Some magazines entertain. Others leave a fingerprint on your life.
Naked Magazine did both for me.
Long before GoNaked Magazine existed, I sat with those glossy pages spread across a table, studying them like a roadmap. Here was proof a publication for gay nudist men did not need permission to exist. Here was community in print. Travel. Stories. Bodies without shame.
Naked Magazine showed me what was possible.
Published throughout the 1990s and into the early 2000s, the magazine spoke to men searching for connection in a pre-app world. You did not open Naked to scroll. You opened it to find your people.
Inside were listings for resorts and gatherings, personal ads, travel features, reader stories, and photography grounded in confidence rather than spectacle. Each issue whispered the same message: You belong somewhere.
The publisher, Robert Steele, guided the magazine for more than a decade before the title disappeared after the economic shock that followed September 11. Like many independent LGBTQ publications, the archive never received the preservation attention given to mainstream media.
Yet the influence lived on.
When the idea for GoNaked Magazine first stirred in my head, Naked stood right there beside it.
To be honest, in those early days I tried to track down Robert Steele. I wanted to buy the name. I wanted to continue the tradition rather than start from zero. I searched. I asked around. I followed every lead I could find.
Nothing.
Robert Steele might have been a pseudonym. He might have stepped away from publishing. He might have died. The trail went cold.
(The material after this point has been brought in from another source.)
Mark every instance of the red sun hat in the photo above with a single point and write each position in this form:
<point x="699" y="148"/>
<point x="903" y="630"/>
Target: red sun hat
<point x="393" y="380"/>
So I made a decision many founders recognize. If the door does not open, build your own entrance.
I struck out on my own.
Here we are eleven years later, with a thriving community that grows stronger with each passing season. What began as inspiration became momentum. Momentum became a magazine. The magazine became a gathering place.
GoNaked did not replace Naked Magazine. No publication replaces the one that helped spark it.
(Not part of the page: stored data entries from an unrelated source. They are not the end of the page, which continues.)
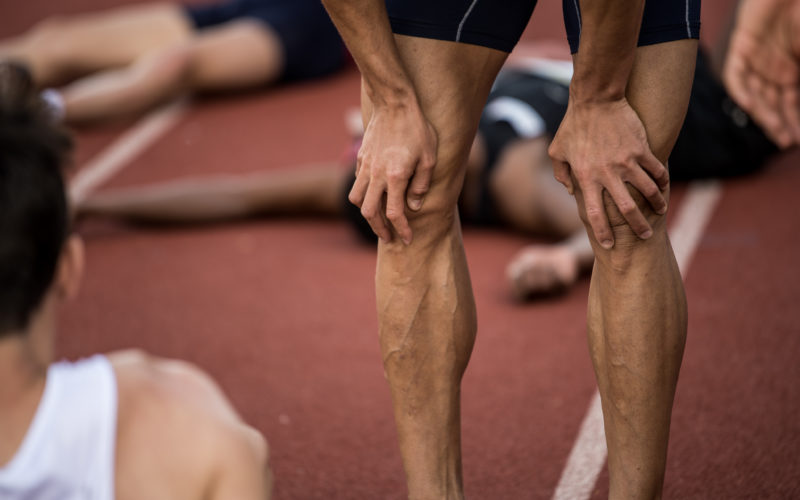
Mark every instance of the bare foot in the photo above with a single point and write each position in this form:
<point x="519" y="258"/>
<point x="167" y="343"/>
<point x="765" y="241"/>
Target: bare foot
<point x="542" y="270"/>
Instead, we continue the spirit.
Both magazines share a simple belief. Visibility matters. Community matters. Seeing yourself reflected without apology matters.
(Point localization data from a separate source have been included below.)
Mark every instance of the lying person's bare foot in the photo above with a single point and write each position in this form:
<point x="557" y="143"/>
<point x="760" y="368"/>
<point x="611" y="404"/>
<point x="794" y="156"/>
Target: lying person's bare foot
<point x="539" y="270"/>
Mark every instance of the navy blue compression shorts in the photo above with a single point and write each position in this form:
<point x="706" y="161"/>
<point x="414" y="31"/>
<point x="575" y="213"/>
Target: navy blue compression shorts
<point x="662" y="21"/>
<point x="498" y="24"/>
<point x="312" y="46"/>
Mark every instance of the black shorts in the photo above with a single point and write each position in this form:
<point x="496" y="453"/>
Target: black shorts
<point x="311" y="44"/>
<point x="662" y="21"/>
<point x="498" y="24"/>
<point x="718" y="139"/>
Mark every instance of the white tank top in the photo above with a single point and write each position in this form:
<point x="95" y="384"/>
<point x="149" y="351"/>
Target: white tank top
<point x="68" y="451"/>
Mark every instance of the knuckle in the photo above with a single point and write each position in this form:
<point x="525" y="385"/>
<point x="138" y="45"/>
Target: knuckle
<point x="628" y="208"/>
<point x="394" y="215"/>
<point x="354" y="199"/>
Today, I hold every issue of Naked Magazine shown here and plan to complete the full run. (If you have an issue that I am missing, let me know!) Once finished, the entire collection will go to the GLBT Historical Society Museum.
Preservation protects stories from disappearing.
Future researchers will not need to guess how gay nudist culture found its footing. They will turn pages and see it unfold.
Print still carries power. A magazine freezes a moment in time more honestly than memory ever could.
Naked Magazine helped light the path.
GoNaked Magazine walks forward on it.